Venus at Different Phases in a Telescope
7. Juptiter’s Moons and Dust Lanes
Jupiter is the most dynamic planet to observe in a telescope. Over the course of a few minutes, you can see the Galilean moons progress in their orbits, and with Jupiter’s fast rotation period of about 10 hours, you can see the entire surface in one night.
Jupiter has two characteristic reddish-brown dust lanes that cross its atmosphere and they can be seen even at low magnifications. The famous great red spot (often referred to as GRS) requires high magnification to see and the use of a blue planetary filter such as the 82 A can help it stand out.
With medium-power telescopes the Galilean Moons, Ganymede, Callisto, Io, and Europa are all indistinguishable but with a large telescope at high magnification, their differences in color and size can be seen.
Earth is not the only planet to have eclipses, with Jupiter’s moons casting shadows on the Jovian atmosphere as they pass in front. These are called shadow transits, and multiple can occur at a single time. Io, with its shortest orbit, has shadow transits the most often. Ganymede, with a longer orbit, transits less often but casts a larger shadow that is easier to see. Jupiter just as often eclipses its moons, and they can be seen popping in and out as they pass behind the gas giant. Sky and Telescope has a great tool for Jupiter’s moons’ current locations. Other planetarium apps and software such as Sky Guide have accurate simulations as well.
A Shadow Transit on Jupiter Through a Telescope
8. The Rings of Saturn
Saturn is a planet that is always gorgeous to look at. It is rightfully the favorite planet of many with its dazzling rings. Saturn and its rings are about the same as Jupiter’s entire disc, and the urge to make it appear larger in the eyepiece is always there.
Saturn is possibly the next object to show that more magnification does not mean a better view. Saturn when smaller will appear sharper and there is a sweet spot for seeing the most detail, not too small and not too large.
The moons of Saturn can also cast shadows on the surface, but shadow transits are much rarer and smaller than on Jupiter.
The rings of Saturn are not a single object but actually a countless number of particles from the size of dust grains to houses orbiting the planet. The rings are also split into sections and have gaps between denser regions. The largest and most prominent gap in the rings is the Cassini division caused and maintained by the gravitational effects of the moon Mimas. A 6-inch telescope or larger is recommended to see the Cassini division. A smaller gap in the outer edge of the rings called the Encke division requires at least a 6-inch telescope and excellent seeing to see. Larger telescopes will make seeing these divisions easier to see.

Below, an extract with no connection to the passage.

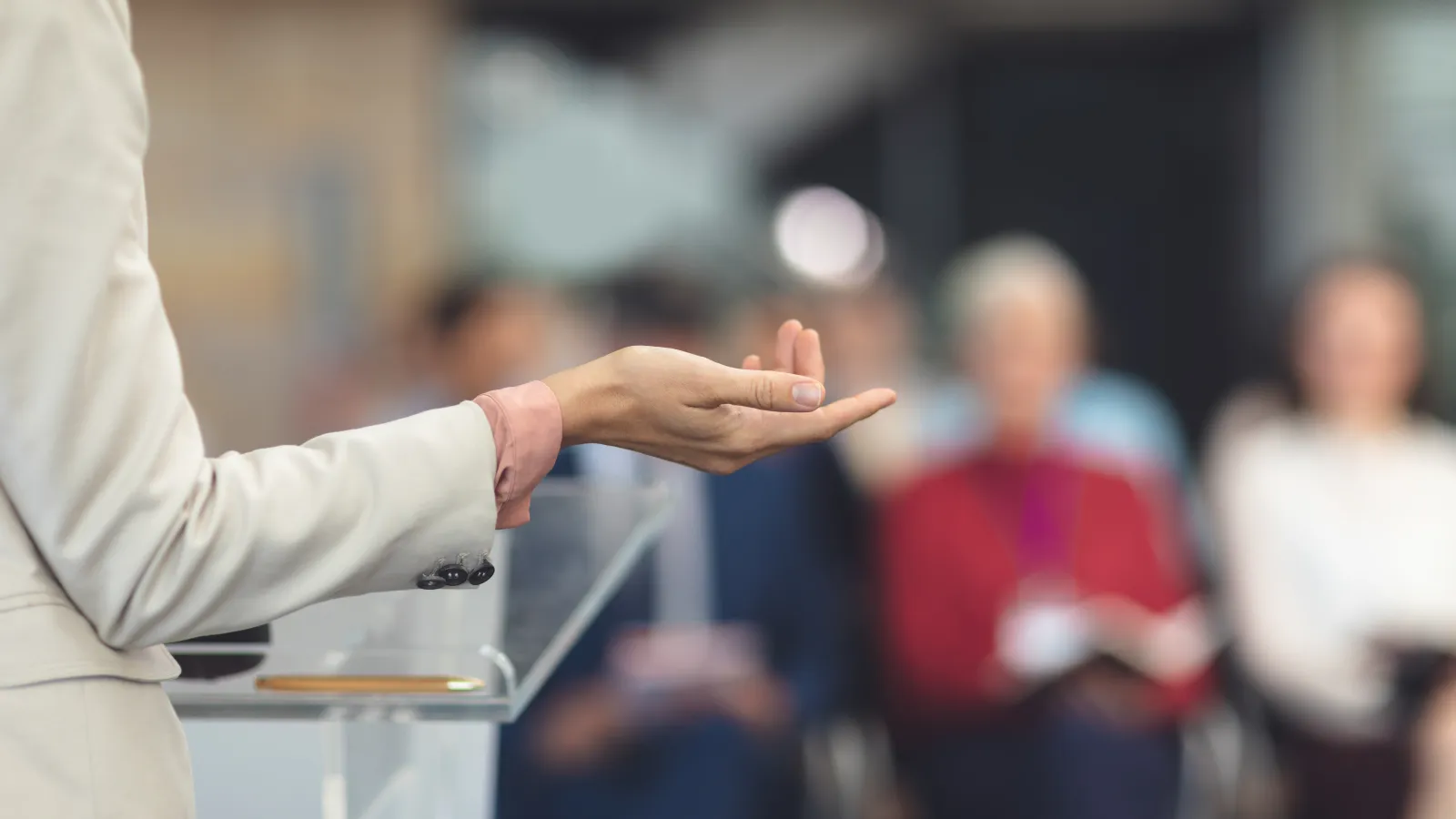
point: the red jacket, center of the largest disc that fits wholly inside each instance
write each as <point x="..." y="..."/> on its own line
<point x="950" y="569"/>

Saturn and its Moon Through a Telescope
Change in the Apparent Angle of Saturn’s Rings Opposition to Opposition
The apparent angle of Saturn’s rings, the angle that they appear to us, changes as the planet moves around the Sun. The angle of the rings are an indication of the tilt of the planet relative to the plane of the solar system with this tilt causing seasons just like on Earth. The rings are at their largest tilt during a Saturnian solstice and obscure one of the poles. During the Saturnian equinox the rings appear edge on to us on Earth and can appear to vanish for a few days. The next time this will occur is May 6th, 2025.
9. Canyons, Clouds, and Ice Caps on Mars
Mars is the only terrestrial planet that from Earth shows surface detail when viewed visually through a telescope. Venus shows minimal detail of its cloud tops, and Mercury is too small and close to the Sun to resolve surface details.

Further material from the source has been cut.